Collin's struggles began during his senior season at Leesville when the NCAA Clearinghouse declared that he would be required to retake his ACT Test. Cecil had taken the test during his Junior year and had not scored well enough to qualify for Division I schools. At the beginning of his Senior season he retook the exam and improved five points giving him an acceptable score. After reviewing his case however, the NCAA Clearinghouse notified his family that this improvement was unusual and that it would be necessary for him to retest. On his third attempt, Collins failed to make the required score by one point and was forced to sit out his first year at LSU.

==College career==
After sitting out his freshman year he began his football career at Louisiana State University in less than grand fashion, sitting out the first game of the season serving a suspension for breaking team rules. After this ignoble beginning, however, Collins compiled 596 yards in his first four games before breaking his leg in the game against Vanderbilt.

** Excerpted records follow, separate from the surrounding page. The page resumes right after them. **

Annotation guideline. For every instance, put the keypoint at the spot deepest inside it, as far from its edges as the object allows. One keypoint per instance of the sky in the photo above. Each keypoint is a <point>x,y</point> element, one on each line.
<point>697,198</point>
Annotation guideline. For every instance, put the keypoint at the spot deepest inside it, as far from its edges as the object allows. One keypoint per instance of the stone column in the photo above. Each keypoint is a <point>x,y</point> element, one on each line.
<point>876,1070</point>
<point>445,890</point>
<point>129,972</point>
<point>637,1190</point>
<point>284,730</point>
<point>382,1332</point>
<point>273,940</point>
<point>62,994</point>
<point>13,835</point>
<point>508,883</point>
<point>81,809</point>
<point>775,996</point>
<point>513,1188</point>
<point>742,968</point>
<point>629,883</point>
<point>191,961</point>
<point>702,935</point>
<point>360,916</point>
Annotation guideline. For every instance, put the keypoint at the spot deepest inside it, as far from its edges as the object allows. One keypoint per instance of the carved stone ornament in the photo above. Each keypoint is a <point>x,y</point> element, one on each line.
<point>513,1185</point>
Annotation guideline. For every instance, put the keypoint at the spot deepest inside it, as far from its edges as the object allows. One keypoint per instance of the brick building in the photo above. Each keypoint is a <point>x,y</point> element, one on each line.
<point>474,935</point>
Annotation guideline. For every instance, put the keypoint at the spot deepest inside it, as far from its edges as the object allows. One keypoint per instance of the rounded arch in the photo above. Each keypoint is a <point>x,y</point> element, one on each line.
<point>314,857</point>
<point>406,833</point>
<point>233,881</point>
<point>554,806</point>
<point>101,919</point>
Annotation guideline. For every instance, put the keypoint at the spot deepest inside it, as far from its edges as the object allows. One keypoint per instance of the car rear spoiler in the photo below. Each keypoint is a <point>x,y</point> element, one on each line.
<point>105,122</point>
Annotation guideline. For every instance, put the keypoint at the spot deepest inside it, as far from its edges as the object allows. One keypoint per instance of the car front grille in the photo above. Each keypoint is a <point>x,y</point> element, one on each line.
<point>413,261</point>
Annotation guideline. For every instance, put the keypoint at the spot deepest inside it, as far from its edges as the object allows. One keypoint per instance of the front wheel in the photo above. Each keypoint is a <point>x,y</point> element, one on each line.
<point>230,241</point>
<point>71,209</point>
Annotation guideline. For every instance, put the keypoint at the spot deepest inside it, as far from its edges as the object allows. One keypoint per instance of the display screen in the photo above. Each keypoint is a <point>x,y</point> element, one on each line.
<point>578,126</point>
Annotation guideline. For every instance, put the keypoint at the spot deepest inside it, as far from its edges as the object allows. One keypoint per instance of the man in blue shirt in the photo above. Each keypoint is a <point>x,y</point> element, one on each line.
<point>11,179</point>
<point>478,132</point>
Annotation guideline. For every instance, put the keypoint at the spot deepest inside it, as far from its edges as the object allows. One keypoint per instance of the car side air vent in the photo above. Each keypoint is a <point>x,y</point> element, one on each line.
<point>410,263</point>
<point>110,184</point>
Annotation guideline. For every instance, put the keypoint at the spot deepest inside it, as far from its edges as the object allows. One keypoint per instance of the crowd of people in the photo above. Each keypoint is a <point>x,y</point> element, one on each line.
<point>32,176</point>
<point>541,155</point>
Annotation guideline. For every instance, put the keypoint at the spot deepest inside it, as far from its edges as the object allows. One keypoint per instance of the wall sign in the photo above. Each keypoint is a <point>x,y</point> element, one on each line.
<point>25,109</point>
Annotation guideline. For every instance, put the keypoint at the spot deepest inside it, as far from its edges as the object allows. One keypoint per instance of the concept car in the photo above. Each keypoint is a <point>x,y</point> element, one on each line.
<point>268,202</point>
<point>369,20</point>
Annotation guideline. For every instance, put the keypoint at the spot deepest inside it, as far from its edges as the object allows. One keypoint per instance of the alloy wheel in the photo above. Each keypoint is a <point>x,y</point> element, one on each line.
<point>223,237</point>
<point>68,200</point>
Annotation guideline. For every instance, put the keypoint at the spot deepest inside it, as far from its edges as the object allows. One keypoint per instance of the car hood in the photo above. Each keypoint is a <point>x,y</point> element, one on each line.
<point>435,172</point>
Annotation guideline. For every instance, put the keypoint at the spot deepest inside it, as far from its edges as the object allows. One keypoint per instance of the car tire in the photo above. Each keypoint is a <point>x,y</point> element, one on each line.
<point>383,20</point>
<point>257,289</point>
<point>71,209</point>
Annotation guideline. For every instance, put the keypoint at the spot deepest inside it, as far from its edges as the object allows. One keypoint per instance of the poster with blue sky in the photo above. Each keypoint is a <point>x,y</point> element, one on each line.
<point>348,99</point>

He was kicked off of the LSU squad before the start of his second season after having been twice arrested for illegally entering dwellings. He claimed he was sleepwalking and had no recollection of entering the girls' rooms. He received probation as his sentence and made a second attempt at college football at Division I-AA (FCS) McNeese State University in Lake Charles, Louisiana but violated his probation when he failed a drug screen and was kicked off of the McNeese squad as well.

==Professional career==
Collins was selected as the first pick in the fifth round of the 1999 NFL draft by the Dolphins out of McNeese State University by then coach-general manager Jimmy Johnson. Signing a three-year contract, His nickname with the Dolphins was 'Cecil the Diesel'. He appeared in eight games in the 1999 season, accumulating 414 yards and two touchdowns. Collins was suspended indefinitely after his burglary arrest, then released shortly afterward.

===Career statistics===

| Year | Team | Games |  | Rushing |  |  |  |  | Receiving |  |  |  |  | Fumbles |  |
| GP | GS | Att | Yds | Avg | Lng | TD | Rec | Yds | Avg | Lng | TD | Fum | Lost |
| 1999 | MIA | 8 | 6 | 131 | 414 | 3.2 | 25 | 2 | 6 | 32 | 5.3 | 12 | 0 | 2 | 1 |
| Total |  | 8 | 6 | 131 | 414 | 3.2 | 25 | 2 | 6 | 32 | 5.3 | 12 | 0 | 2 | 1 |

==Burglary case==
On December 16, 1999, Collins committed burglary in Palm Trace Landings, an apartment complex in Davie, Florida. He admitted that he broke into the home of a married woman that he knew from the gym, but said he only wanted to watch her sleep. After conviction on the charge, he was sentenced to 15 years in prison on March 27, 2001, and released on May 1, 2013.

==Personal life==
Collins has three children. During his prison sentence, Collins said he found God and married a woman he met while she was visiting another inmate.